Huntsman’s chances of becoming President remain in the single digits. But it’s helped by recent events. If Mitt Romney had won the presidential election, it’s unlikely that he would have selected Huntsman for his administration. First, the two men don’t seem to particularly like one another. And as a Mormon, Romney would be self-conscious against selecting too many members of his faith, which consists of two percent of the population, for his cabinet. So the one guy he doesn’t like would have been least likely to get the job, passed over in favor of the likes of former Utah Governor/ HHS Secretary Mike Leavitt.
There’s also no speculation that Romney was hurt by bigotry against Mormons, which would be useful for any candidate who wants to be the party’s second Mormon nominee. And Huntsman would be able to appeal to Utah donors without competing with the savior of the Salt Lake City Olympics.
Huntsman also didn’t have many other opportunities for staying relevant for the next decade. Orrin Hatch’s term in the Senate doesn’t expire until 2018. Mike Lee is in his early 40s, and even less inclined to leave the Senate. Huntsman’s former Lieutenant Governor was elected to a full term as Governor until 2016. So he would have preferred a presidential bid in 2016 to one in 2020.
His best shot at the White House is by running as John McCain circa 2000 and 2008, a man who can appeal to Independents and those who want politics to be more civil and bipartisan. There are three others in that category who could have been strong presidential contenders. Scott Brown lost a reelection bid, and even if he climbs back into the Senate to replace John Kerry, it seems unlikely that he would be a nominee in 2016. David Petraeus was one of the others.
That just leaves Chris Christie in that segment of the primary. The Governor of New Jersey does seem to be a man of immense political talents, and it seems pretty likely that he’s going to get reelected to the Governor’s mansion. I don’t believe that his vocal appreciation of Obama’s efforts post-Sandy has hurt his prospects.
Christie’s main problem may be that temperamentally, he’s a lot like Rudy Giuliani. He’s better suited to be a challenger than a candidate for an open election seat. That said, Barack Obama essentially ran for President by pretending that George W Bush was seeking a third term.
There is likely to be another runoff in the presidential primary, between the more conservative candidates. There is a strong possibility that similar contenders will split the vote. Paul Ryan has national name recognition after handling himself reasonably well as a candidate for Vice-President, but two of his fellow conservative favorite Catholic policy wonks in their early 40s are making early moves. Senator Marco Rubio of Florida is heading to Iowa, while many in the party seem convinced that choosing a Hispanic presidential nominee will be helpful in appealing to voters in Colorado and Florida.
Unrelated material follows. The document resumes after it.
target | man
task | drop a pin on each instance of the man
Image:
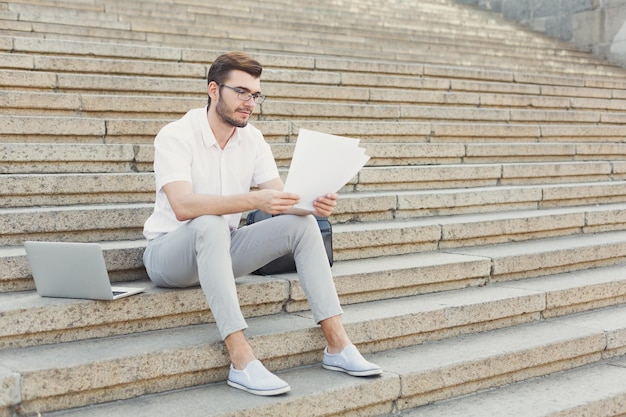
(204, 166)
Governor Bobby Jindal of Louisiana got some attention for his calls for the party to offer detailed policy solutions in an interview with politico.com. Rand Paul would also be a likely candidate, likely starting in the polls in the double-digits thanks to his dad’s supporters.
In three years, it’s possible that we’ll have a repeat of the last two primaries, with several contenders in the 15-25% range in various polls. That type of scenario would work out well for John Huntsman, allowing him to compete in New Hampshire, where he finished in third place in the last primary, and build momentum from there. It’s also possible that we’ll have an underwhelming favorite polling at fifty percent. In that case, Huntsman may try to offer his services elsewhere on the ticket.